A proposal by Mayor Steve Noble would realign a notoriously tricky Broadway intersection by demolishing a former fast-food restaurant to make room for a roadway while expanding green space at the site. The project is expected to cost $1.2 million in city funds and state grant money.
In a March 1 letter to the Kingston Common Council, Noble sought support for his proposal to redesign the intersection where Broadway, Grand Street, Pine Grove Avenue and Prince Street come together. At the heart of the proposal is a plan to purchase the former site of the city’s main post office, demolish the vacant Planet Wings franchise which stands there today and run the roadway through the site. A small pocket park adjacent to the Millard Building would be expanded as part of the redesign.
Noble said the old post office, torn down about 50 years ago in what’s now widely considered to be a grave sin against the city’s history and architecture, would be honored at the park.

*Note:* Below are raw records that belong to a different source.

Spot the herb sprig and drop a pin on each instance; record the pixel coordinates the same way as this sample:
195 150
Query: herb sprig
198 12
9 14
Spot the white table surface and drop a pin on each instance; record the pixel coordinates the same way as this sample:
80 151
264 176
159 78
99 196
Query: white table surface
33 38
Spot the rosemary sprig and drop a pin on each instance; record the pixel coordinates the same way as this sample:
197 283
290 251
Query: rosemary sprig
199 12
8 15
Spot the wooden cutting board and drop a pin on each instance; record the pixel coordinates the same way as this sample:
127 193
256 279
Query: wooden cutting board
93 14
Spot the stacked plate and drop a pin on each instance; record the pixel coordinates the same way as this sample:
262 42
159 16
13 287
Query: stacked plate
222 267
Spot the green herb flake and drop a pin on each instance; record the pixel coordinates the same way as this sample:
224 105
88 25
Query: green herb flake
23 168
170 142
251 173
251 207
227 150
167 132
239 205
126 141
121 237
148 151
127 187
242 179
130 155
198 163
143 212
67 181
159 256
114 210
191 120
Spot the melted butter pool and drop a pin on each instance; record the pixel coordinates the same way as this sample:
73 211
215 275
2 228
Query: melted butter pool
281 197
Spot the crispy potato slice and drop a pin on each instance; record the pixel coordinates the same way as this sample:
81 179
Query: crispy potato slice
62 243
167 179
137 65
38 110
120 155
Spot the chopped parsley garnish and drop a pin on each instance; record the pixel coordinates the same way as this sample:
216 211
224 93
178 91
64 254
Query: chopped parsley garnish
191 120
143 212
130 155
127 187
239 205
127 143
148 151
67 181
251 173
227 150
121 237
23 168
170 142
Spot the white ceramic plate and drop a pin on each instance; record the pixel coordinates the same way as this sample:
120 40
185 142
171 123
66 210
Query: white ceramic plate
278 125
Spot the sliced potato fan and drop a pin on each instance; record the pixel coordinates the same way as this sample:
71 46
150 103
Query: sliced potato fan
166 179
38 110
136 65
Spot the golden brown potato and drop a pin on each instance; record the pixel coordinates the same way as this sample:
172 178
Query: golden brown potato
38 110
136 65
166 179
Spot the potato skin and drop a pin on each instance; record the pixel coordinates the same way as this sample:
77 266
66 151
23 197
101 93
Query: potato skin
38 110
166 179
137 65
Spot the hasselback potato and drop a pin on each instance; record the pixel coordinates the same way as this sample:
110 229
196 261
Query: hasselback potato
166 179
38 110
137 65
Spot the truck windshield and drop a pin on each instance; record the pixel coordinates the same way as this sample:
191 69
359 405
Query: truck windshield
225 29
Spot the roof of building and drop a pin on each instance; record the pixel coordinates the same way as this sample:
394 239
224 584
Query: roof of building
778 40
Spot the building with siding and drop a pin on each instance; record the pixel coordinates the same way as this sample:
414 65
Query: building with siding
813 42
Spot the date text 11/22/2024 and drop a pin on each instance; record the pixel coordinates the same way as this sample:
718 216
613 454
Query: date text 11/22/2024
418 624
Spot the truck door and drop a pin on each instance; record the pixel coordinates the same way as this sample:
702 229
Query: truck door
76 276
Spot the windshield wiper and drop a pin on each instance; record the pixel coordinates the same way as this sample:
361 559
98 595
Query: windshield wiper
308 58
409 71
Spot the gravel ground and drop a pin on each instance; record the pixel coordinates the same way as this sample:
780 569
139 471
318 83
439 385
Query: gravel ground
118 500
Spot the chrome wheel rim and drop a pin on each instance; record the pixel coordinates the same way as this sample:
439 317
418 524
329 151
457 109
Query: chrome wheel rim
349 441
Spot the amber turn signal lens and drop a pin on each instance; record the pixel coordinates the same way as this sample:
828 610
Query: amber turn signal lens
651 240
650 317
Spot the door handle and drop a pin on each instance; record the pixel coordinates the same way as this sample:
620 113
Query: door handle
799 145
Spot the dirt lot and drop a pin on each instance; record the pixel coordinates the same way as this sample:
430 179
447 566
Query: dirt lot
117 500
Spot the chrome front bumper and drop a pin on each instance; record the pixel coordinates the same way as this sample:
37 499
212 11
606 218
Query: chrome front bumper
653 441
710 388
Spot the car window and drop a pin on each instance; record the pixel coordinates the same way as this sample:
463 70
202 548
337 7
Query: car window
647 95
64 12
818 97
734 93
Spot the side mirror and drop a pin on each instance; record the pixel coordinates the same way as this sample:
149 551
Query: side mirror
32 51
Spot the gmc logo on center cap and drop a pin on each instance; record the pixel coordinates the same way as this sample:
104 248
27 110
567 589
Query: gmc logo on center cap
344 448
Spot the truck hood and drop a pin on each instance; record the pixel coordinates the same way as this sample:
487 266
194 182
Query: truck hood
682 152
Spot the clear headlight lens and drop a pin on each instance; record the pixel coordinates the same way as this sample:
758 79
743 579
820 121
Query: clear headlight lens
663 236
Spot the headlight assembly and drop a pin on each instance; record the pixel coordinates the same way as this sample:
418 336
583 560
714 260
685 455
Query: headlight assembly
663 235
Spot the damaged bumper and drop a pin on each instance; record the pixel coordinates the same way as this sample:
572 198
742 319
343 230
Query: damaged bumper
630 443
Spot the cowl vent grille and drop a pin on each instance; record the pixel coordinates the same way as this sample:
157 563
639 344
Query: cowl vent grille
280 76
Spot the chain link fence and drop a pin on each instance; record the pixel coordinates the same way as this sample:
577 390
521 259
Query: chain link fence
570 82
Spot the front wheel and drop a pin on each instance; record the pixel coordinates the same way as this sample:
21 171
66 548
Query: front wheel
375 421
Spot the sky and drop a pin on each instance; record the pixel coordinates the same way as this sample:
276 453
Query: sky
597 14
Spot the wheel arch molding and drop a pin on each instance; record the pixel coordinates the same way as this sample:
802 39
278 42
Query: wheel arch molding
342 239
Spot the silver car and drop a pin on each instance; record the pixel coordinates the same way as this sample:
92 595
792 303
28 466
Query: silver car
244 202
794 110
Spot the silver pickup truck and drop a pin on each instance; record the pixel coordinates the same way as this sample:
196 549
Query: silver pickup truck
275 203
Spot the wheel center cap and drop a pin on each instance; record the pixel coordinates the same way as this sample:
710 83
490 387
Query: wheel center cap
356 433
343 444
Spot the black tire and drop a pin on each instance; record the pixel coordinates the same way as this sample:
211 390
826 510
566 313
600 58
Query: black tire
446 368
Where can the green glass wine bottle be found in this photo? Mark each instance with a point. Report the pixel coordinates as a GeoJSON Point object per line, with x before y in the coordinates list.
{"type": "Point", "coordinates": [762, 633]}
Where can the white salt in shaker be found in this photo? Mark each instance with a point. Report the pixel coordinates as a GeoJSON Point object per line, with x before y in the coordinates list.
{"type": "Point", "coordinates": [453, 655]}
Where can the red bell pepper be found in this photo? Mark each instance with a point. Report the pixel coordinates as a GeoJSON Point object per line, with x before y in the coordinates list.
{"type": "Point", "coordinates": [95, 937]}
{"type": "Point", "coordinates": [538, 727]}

Noble said the redesign would improve safety for drivers, bicyclists and pedestrians at an intersection that has seen 44 traffic accidents in the past five years, while adding needed greens space to the Broadway corridor.
Noble’s proposal comes as the city gears up for a major redesign for the Broadway corridor scheduled to begin construction next year. The $6 million project will include redesigned crosswalks and traffic signals, bike lanes and beautification projects. Noble said March 6 his proposal was intended to complement the larger overhaul of the Broadway corridor.
“I realized that even when this project was completed, that intersection was not going to function properly without some kind of redesign,” said Noble.
Noble said that had discussed the plan with state Assemblyman Kevin Cahill (D-Kingston) who pledged to secure state funding for the estimated $750,000 cost of realigning the intersection. Another $475,000 to purchase and demolish the former Planet Wings will come from city coffers, Noble said.
Noble said he plans to ask the Common Council to tap the city’s reserve fund balance to pay acquisition and demolition costs. That phase of the project, Noble said, could be complete as early as this spring. Reconstruction of the intersection would take place in 2021 once the Broadway redesign is complete.